A new report, written by Analysys Mason on behalf of BII, finds that mobile services are less expensive and available to more people since STE launched its network in October 2022, after winning a mobile licence in May 2021 that sparked telecoms competition in the country for the first time (Vodafonewatch, #193, #200, and passim).
State-owned incumbent Ethio Telecom has reduced the price of mobile data packages by approximately 70% since 2017, while STE dropped prices by between 50% and 70% across its offerings in its first year of service, according to the report.
Before the Ethiopian government opened the market to competition, the country had the highest mobile data prices compared to the report’s six “benchmark” nations: Egypt, Kenya, Nigeria, Sudan, Tanzania, and Uganda. Today, data pricing is “in line” with these markets.
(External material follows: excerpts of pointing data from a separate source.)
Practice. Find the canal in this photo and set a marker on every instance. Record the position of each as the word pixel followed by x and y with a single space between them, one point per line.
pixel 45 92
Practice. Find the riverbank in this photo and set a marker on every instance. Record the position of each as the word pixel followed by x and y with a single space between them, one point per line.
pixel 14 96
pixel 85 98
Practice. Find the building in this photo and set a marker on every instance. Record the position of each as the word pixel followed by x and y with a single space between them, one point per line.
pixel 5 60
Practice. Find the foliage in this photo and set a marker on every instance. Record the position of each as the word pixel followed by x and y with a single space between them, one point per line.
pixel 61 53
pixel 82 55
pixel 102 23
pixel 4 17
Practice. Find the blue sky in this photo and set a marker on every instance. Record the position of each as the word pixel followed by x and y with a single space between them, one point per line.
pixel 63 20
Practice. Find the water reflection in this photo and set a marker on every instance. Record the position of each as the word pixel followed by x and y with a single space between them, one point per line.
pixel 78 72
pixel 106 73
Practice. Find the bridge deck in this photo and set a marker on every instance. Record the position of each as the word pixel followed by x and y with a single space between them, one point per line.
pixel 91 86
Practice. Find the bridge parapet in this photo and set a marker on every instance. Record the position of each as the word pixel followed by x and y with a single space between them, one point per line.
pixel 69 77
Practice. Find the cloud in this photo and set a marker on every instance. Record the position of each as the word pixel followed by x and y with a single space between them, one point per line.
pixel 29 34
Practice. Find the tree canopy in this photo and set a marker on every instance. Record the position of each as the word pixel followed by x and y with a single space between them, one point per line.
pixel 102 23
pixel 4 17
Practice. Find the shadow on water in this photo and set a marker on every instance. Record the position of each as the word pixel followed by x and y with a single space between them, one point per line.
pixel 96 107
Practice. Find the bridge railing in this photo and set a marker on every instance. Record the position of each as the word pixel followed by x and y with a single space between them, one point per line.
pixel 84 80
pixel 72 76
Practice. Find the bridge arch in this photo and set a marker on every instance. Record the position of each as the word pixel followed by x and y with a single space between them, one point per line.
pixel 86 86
As for network availability, the report finds that 4G coverage has doubled in Ethiopia since STE entered the market, but it remains the lowest of the benchmarked countries.
As of the end of March, STE’s network had 2,806 sites covering 38% of the population, of which 1,466 sites were built by the operator and 1,340 are collocated through network sharing arrangements and leased from Ethio Telecom. The operator has said it is on track to meet its licence obligation of 55% population coverage by June 2024, but has not updated since that deadline passed.